Minha garganta ficou seca.

Eu podia ver guardas mais adiante, abordando uma família de judeus. Eles tentavam dialogar com os nazistas, mas em vão. Foram pegos, com os braços nas costas, e forçados a caminhar – cujo destino eu já sabia e temia: para o trem, que os levaria para a morte.

As pessoas, como eu, observavam o tumulto. Pude ouvir vários alemães ao nosso redor darem graças a Deus por permitir que a Alemanha fosse limpa do impuro sangue judeu – mal sabiam eles que seu país estaria manchado com nosso sangue para sempre. Alguns fizeram o sinal da cruz, outros murmuraram uma prece para que fossem mortos o mais breve possível.

Aquilo me encheu de medo e indignação. Como eles podiam louvar a Deus por isso? Como se Deus estivesse feliz com o extermínio do seu povo, o remanescente de Judá. O mesmo Deus que ordenara aos seus servos amar ao próximo como a ti mesmo não aprovaria o comportamento nazista. Como eles podiam ser tão cegos?

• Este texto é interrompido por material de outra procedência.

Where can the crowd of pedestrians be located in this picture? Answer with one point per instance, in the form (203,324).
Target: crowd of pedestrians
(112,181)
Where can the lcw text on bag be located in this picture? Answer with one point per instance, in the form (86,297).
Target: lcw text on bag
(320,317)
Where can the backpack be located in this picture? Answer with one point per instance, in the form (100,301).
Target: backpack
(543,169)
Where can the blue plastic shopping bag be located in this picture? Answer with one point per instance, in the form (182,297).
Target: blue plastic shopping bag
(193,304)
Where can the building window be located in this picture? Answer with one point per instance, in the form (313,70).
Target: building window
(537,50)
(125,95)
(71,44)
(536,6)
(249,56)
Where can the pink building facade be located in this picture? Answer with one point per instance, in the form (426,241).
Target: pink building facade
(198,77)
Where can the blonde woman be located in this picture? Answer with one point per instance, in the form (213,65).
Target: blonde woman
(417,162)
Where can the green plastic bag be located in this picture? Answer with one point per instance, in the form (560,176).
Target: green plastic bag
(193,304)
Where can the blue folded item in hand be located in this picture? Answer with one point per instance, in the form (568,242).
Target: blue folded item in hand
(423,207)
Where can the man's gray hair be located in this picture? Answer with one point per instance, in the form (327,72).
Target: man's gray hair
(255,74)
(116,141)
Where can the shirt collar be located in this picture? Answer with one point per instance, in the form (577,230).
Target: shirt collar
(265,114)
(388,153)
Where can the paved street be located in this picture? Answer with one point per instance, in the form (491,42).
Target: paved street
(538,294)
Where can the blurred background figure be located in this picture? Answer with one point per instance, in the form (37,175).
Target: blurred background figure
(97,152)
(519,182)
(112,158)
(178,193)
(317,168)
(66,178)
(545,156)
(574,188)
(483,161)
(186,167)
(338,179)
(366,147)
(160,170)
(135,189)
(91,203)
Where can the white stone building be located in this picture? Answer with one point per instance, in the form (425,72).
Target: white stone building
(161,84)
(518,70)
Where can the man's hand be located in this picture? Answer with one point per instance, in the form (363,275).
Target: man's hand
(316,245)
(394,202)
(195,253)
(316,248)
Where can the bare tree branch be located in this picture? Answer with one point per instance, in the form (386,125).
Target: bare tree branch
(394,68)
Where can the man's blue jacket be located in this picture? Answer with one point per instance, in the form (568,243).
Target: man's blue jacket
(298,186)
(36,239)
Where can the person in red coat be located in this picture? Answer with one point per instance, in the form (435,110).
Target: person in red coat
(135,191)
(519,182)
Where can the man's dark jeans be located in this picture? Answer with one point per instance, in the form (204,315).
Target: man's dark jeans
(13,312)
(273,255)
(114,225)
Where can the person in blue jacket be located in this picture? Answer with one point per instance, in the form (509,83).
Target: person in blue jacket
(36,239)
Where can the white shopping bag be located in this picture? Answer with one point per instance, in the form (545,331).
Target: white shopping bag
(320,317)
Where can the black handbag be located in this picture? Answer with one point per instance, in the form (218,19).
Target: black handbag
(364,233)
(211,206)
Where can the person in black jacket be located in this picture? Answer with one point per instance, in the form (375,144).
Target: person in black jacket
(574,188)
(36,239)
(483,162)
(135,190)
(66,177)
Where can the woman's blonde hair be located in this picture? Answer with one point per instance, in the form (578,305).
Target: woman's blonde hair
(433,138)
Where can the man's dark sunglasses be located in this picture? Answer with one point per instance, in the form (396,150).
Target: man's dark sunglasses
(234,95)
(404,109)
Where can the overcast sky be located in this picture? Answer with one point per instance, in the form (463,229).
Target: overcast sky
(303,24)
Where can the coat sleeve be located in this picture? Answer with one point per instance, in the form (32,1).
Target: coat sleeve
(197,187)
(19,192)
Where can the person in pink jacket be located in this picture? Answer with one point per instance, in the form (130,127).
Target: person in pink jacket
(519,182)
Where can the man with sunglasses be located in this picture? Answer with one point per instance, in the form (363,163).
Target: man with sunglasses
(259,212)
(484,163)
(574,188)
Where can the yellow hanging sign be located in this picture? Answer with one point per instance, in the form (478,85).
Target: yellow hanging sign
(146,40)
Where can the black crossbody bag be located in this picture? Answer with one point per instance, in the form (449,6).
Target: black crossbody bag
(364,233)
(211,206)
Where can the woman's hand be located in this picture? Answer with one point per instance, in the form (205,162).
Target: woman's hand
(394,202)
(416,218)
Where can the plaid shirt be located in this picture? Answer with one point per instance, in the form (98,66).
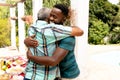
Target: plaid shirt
(46,35)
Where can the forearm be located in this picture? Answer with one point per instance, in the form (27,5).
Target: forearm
(76,31)
(58,55)
(44,60)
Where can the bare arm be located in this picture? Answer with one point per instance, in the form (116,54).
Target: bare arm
(76,31)
(58,55)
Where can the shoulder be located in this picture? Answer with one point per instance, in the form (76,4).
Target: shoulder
(67,43)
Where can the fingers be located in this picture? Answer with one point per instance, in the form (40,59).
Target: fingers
(33,36)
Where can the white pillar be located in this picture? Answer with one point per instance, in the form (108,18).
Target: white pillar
(37,5)
(21,27)
(13,29)
(82,13)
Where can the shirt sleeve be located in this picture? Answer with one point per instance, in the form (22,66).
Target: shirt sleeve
(56,32)
(31,31)
(67,43)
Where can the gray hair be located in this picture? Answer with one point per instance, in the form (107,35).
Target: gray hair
(43,13)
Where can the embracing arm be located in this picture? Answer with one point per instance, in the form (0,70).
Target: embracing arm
(58,55)
(76,31)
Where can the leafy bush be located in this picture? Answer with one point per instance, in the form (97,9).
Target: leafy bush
(97,31)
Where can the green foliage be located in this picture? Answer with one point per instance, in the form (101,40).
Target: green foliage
(97,32)
(101,16)
(4,12)
(28,7)
(5,33)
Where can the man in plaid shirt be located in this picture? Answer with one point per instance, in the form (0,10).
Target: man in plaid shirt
(46,35)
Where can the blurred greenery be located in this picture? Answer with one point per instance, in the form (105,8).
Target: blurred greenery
(103,20)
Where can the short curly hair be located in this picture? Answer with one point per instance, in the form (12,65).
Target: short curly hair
(63,8)
(43,13)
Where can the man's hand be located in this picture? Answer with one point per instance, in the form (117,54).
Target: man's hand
(28,54)
(31,42)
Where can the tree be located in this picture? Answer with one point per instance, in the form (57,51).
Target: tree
(101,14)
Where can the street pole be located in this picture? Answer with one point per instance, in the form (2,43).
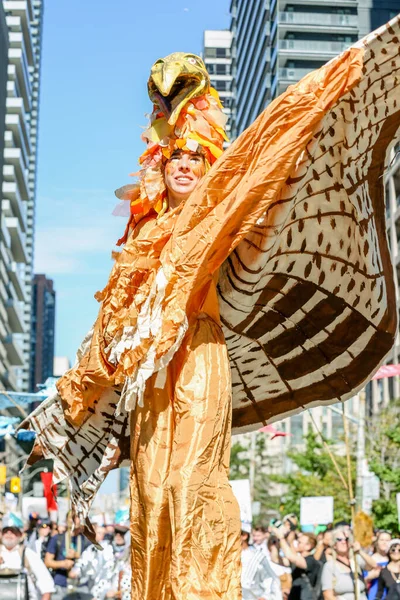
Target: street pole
(360,455)
(252,467)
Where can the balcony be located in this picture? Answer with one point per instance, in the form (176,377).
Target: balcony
(11,192)
(10,380)
(15,316)
(317,21)
(292,75)
(13,159)
(17,58)
(316,49)
(14,351)
(19,128)
(16,278)
(339,3)
(20,36)
(17,239)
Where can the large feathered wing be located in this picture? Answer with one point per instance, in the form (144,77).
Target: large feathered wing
(307,298)
(293,215)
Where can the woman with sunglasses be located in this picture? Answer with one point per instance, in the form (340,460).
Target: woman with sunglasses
(381,557)
(389,578)
(344,570)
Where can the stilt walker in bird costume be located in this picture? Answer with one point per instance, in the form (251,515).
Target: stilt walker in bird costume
(260,277)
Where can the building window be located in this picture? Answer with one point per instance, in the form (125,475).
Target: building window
(223,52)
(221,86)
(222,69)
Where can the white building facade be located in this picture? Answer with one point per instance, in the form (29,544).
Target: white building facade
(24,22)
(218,60)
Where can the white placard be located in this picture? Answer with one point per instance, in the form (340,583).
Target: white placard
(32,504)
(316,510)
(241,489)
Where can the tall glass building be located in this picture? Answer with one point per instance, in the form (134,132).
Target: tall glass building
(274,44)
(24,21)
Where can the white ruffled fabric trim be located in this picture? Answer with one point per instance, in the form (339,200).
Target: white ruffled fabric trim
(149,324)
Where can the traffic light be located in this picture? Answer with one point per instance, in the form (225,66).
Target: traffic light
(3,474)
(15,485)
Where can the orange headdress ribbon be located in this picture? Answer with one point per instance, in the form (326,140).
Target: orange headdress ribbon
(187,115)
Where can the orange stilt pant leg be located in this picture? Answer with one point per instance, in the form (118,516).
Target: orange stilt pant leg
(185,522)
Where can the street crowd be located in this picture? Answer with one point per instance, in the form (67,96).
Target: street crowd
(46,562)
(279,562)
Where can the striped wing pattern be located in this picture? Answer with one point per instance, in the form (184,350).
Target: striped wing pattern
(82,455)
(307,299)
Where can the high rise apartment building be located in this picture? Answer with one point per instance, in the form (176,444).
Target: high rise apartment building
(24,23)
(274,44)
(218,60)
(42,331)
(3,83)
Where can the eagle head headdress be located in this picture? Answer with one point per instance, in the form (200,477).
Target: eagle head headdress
(187,115)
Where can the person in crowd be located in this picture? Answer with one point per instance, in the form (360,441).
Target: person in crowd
(31,532)
(280,565)
(109,535)
(121,540)
(344,570)
(260,536)
(43,537)
(323,550)
(380,555)
(305,568)
(93,571)
(14,555)
(62,551)
(389,577)
(121,577)
(259,581)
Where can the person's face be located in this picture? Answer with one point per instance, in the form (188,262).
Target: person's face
(303,544)
(44,531)
(183,172)
(258,537)
(341,542)
(10,539)
(394,552)
(119,539)
(244,537)
(77,526)
(382,543)
(100,533)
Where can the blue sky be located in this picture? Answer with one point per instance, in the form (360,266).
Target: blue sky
(96,60)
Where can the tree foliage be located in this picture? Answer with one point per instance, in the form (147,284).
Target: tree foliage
(240,469)
(315,475)
(383,451)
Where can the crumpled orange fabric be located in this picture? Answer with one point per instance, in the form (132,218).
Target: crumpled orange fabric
(190,243)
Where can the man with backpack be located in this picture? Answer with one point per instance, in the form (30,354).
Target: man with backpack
(306,570)
(62,551)
(23,575)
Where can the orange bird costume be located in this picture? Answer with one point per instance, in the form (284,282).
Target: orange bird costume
(269,290)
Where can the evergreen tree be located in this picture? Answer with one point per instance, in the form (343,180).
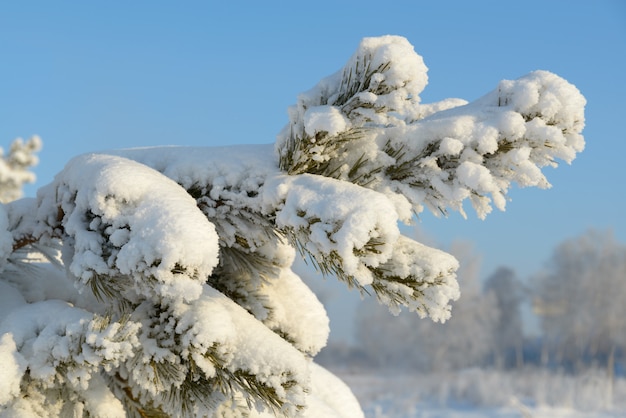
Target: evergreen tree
(15,167)
(168,289)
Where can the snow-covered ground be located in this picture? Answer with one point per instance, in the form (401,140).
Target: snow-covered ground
(480,393)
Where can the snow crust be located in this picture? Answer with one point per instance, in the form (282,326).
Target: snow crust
(176,261)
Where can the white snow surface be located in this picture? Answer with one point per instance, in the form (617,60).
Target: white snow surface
(143,230)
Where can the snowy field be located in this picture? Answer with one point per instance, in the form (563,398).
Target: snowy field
(478,393)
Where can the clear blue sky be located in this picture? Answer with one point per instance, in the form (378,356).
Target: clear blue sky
(88,76)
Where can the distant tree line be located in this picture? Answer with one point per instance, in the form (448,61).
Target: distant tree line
(577,300)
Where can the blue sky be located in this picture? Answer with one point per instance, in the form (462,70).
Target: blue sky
(89,76)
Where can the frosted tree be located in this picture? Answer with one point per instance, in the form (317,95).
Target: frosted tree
(169,289)
(579,299)
(509,331)
(463,341)
(15,167)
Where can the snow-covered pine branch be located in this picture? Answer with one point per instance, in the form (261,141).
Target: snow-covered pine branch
(365,124)
(14,167)
(177,296)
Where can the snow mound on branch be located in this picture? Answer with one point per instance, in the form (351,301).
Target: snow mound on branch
(162,237)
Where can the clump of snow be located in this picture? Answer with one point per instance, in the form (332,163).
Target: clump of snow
(178,260)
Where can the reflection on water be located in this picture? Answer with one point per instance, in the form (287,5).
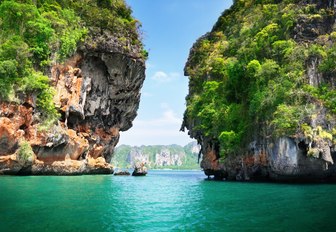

Puxei a manga do casaco de abba, implorando para ir embora. O homem que roubara nossa moeda havia ido embora, provavelmente a procura de guardas para nos denunciar. Os soldados que escoltavam a família judia não estavam tão distantes. Papai voltou a andar mecanicamente, se misturando à multidão, com a mão no peito sobre a estrela de Davi. Meu distintivo parecia brilhar mais que o próprio sol, chamando a atenção de todos para mim. Apertei o casaco em meu corpo esquelético e mantive a cabeça baixa, torcendo para que meu cabelo escuro tornasse a estrela menos evidente. Os panfletos exibindo o rosto de Hitler e as propagandas nazistas me assombravam a cada esquina, lembrando-me constantemente que estávamos sendo observados. O regime via e sabia de tudo. O anúncio que escutei há dois anos ainda ressoava em minha mente: “vamos libertar a Europa da ameaça do judaísmo e do bolchevismo”. Eu me lembrava de quando minha mãe olhou em meus olhos e contou sobre o desaparecimento dos meus amigos. Na época eu não conseguia entender, mas agora eu sabia que haviam sido levados para o próprio inferno.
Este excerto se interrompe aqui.